Blythe was arrested over allegations that he shoved a 19-year-old fan off a stage at a show at Prague’s Abaton club in 2010. It is alleged that Blythe’s actions resulted in the fan falling into a coma and eventually dying 14 days after the fall caused a brain hemorrhage. Despite having posted a $200,000 bail on Jul. 3, Blythe has been ordered to remain in the Czech Republic, where he has remained until the time of this publication.
Gwar spent 2009 touring the United States extensively with Blythe and his band, and Brockie has also issued sizable blog posts about his friend’s situation.
Despite the logistical nightmare of having audience members on stage that Brockie’s vocalized regrets called attention to, the band closed its set with a rendition of “So Sick” that saw fans charge onto the stage to share the mic with Brockie, and the singer was all smiles.

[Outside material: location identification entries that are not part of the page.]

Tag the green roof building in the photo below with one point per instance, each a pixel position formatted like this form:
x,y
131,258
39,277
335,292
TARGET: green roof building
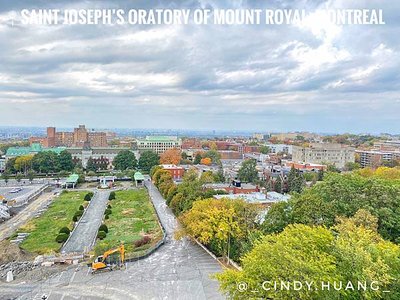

Once everyone had settled down, show promoters came onstage to announce the winner of a special autographed copy of Gwar’s 1988 debut Hell-O!, which was raffled off to raise funds for the Smoot Family Fund – a fundraiser to help Cory Smoot’s family manage its loss. It was a closing note that matched the charitable nature of the event itself: the special dressed-down performance was received as part of the 519 Punk Reunion – a day-long punk festival in support of the Guelph Food Bank.
[See below for links to photosets of other performers at the 519 Punk Reunion]
The 519 Punk Reunion saw hundreds of fans turn out throughout the day for performances from veteran Hamilton punk act Teenage Head, The Asexuals, Take Drugs, The Beat-Downs, King and Academy, Bigfoot, Nate Coles, and local acts like The Nasties, Acme, Joy Division cover band The Dead Souls.